The topology of the resulting trees was compared to the nr28S gene phylogeny as the benchmark for clade level relationships (Figure 3). Overall, Symbiodinium clade arrangements were relatively similar between genes, particularly with respect to the position of clades A and E and the derived positions of clades B, F, H, and C. The phylogenetic reconstruction of the coI gene, which extends the previous work from Takabayashi et al.  by including representatives in clades G and H, was most similar to our benchmark nr28S gene despite an obvious lack of support for the node between terminal clades D, B, F, H, and C (Figure 3B; Figure S2). Interclade relationships were also unsupported for the majority of intron-containing genes. For example, calmodulin and rad24 produced completely unresolved topologies, which was expected given the short lengths and variability of the gene fragments analyzed (Figure 3C and 3D). The actin gene, however, yielded a relatively well-resolved topology with Symbiodinium clades that corresponded roughly to the nr28S topology (Figure 3E).

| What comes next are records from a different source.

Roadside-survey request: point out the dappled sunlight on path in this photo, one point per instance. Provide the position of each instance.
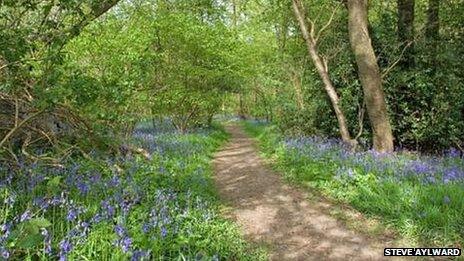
(276, 215)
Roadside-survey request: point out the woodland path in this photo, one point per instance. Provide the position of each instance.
(278, 216)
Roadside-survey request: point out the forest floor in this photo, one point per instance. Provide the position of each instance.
(281, 217)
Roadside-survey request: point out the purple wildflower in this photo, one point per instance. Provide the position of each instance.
(126, 244)
(72, 214)
(65, 248)
(119, 230)
(446, 200)
(25, 216)
(4, 253)
(140, 255)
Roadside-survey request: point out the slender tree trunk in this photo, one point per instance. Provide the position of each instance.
(296, 78)
(432, 32)
(406, 32)
(321, 68)
(369, 75)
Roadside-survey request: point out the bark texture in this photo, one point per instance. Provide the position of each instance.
(369, 75)
(432, 31)
(322, 70)
(406, 31)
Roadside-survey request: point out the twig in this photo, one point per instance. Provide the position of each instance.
(327, 24)
(16, 128)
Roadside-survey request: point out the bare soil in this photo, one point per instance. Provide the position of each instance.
(278, 216)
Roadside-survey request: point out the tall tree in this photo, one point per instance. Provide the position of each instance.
(406, 31)
(311, 39)
(432, 30)
(369, 75)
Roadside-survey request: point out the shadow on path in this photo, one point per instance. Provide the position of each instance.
(275, 214)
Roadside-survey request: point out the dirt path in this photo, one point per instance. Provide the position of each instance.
(276, 215)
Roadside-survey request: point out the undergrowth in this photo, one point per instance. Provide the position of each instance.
(421, 197)
(122, 207)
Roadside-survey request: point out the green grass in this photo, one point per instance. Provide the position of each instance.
(424, 214)
(173, 193)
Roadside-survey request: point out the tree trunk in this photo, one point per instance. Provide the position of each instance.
(369, 75)
(406, 32)
(298, 90)
(321, 68)
(432, 31)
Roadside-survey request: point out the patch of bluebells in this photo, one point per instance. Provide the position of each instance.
(445, 169)
(30, 192)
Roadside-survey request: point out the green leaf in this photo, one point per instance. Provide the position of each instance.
(30, 241)
(40, 222)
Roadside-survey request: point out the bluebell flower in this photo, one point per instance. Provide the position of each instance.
(25, 216)
(446, 200)
(164, 232)
(140, 255)
(65, 248)
(4, 253)
(119, 230)
(72, 214)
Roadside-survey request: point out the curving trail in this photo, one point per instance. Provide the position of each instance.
(276, 215)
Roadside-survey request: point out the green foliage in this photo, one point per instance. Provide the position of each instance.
(174, 189)
(426, 214)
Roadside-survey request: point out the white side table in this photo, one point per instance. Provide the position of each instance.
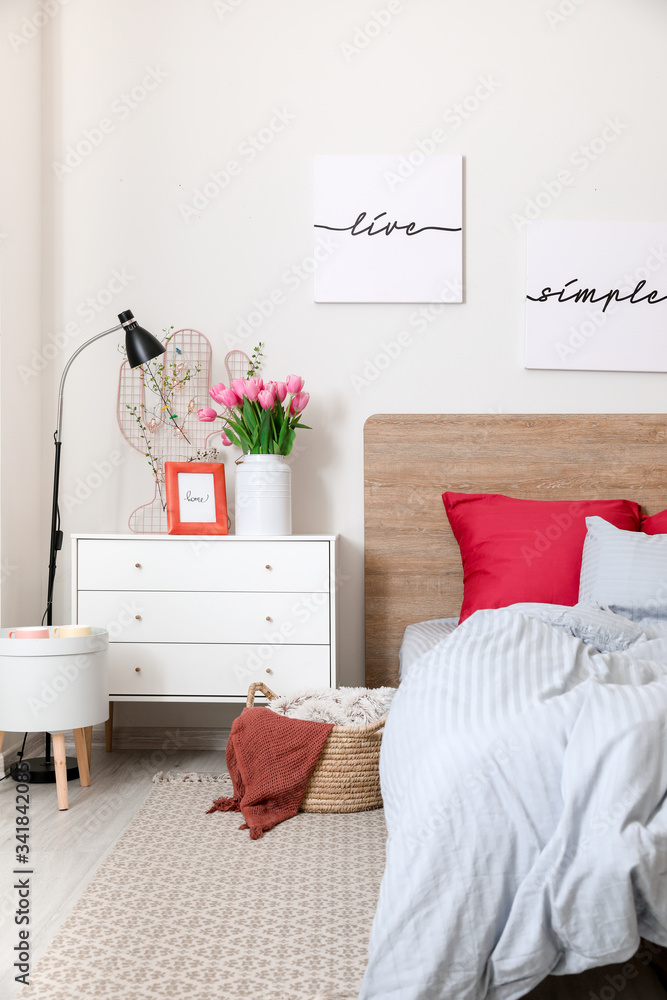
(54, 685)
(197, 618)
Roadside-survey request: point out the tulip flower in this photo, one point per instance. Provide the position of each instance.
(229, 399)
(206, 413)
(215, 392)
(299, 403)
(280, 390)
(252, 390)
(266, 399)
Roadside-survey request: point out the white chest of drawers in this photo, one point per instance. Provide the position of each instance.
(198, 619)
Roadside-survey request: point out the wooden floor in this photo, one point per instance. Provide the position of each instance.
(67, 847)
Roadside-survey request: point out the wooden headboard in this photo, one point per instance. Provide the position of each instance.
(412, 561)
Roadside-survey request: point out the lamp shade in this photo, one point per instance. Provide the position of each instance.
(140, 345)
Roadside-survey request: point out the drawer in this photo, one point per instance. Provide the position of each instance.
(207, 671)
(222, 564)
(167, 616)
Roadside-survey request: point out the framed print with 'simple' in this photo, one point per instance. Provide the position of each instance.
(196, 498)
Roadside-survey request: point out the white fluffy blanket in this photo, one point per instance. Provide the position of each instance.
(343, 707)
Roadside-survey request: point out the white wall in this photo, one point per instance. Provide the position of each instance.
(219, 71)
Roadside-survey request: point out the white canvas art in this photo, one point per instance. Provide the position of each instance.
(597, 296)
(387, 230)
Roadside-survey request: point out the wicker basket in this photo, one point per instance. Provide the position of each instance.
(347, 775)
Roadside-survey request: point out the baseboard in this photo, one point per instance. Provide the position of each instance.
(167, 738)
(170, 738)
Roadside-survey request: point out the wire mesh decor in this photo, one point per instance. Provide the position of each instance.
(157, 414)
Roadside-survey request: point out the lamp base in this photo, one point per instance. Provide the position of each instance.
(43, 772)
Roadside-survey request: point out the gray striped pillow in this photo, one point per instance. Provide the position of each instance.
(625, 571)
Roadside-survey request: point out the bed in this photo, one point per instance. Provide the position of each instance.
(413, 575)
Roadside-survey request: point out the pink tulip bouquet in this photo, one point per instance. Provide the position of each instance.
(260, 418)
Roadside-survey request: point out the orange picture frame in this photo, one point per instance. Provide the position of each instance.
(196, 498)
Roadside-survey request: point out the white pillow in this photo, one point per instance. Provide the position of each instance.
(625, 571)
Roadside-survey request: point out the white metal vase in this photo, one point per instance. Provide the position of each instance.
(263, 494)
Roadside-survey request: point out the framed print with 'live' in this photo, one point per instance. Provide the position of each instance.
(196, 498)
(387, 229)
(597, 296)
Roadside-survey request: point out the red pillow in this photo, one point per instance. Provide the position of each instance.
(525, 550)
(656, 524)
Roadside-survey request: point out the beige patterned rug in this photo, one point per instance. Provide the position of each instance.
(187, 907)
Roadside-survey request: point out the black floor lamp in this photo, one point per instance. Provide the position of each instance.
(140, 346)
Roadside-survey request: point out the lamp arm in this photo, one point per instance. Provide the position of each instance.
(56, 534)
(67, 368)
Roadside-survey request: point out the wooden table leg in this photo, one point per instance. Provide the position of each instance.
(82, 756)
(60, 762)
(108, 729)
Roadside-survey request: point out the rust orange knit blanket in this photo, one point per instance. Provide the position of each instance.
(270, 759)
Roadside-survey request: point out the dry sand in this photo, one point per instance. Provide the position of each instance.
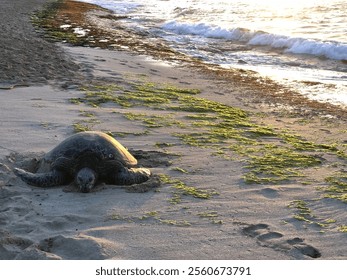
(240, 221)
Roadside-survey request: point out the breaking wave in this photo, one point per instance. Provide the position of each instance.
(295, 45)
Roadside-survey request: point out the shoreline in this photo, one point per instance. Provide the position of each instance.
(238, 180)
(106, 32)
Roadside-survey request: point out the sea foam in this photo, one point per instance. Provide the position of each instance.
(328, 49)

(A) 71 nuclear large subunit (nr28S) sequences (alignment size: 915 bp) (B) 26 cytochrome oxidase subunit 1 (coI) sequences (1057 bp), (C) 92 calmodulin sequences (154 bp), (D) 73 rad24 sequences (580 bp), and (E) 71 actin sequences (925 bp). The nr28S topology is used here as the benchmark marker, with colors corresponding to clades A (red), B (pink), C (green), D (brown), E (orange), F (dark blue), G (yellow), and H (light blue). Phylogenies are rooted using the dinoflagellates Gymnodinium simplex, Pelagodinium beii, and Polarella glacialis. Detailed phylogenetic reconstructions, including node support values from the ML bootstrap analyses and Bayesian posterior probabilities, as well as the GenBank accession numbers, are shown in Figures S1, S2, S3, S4, S5.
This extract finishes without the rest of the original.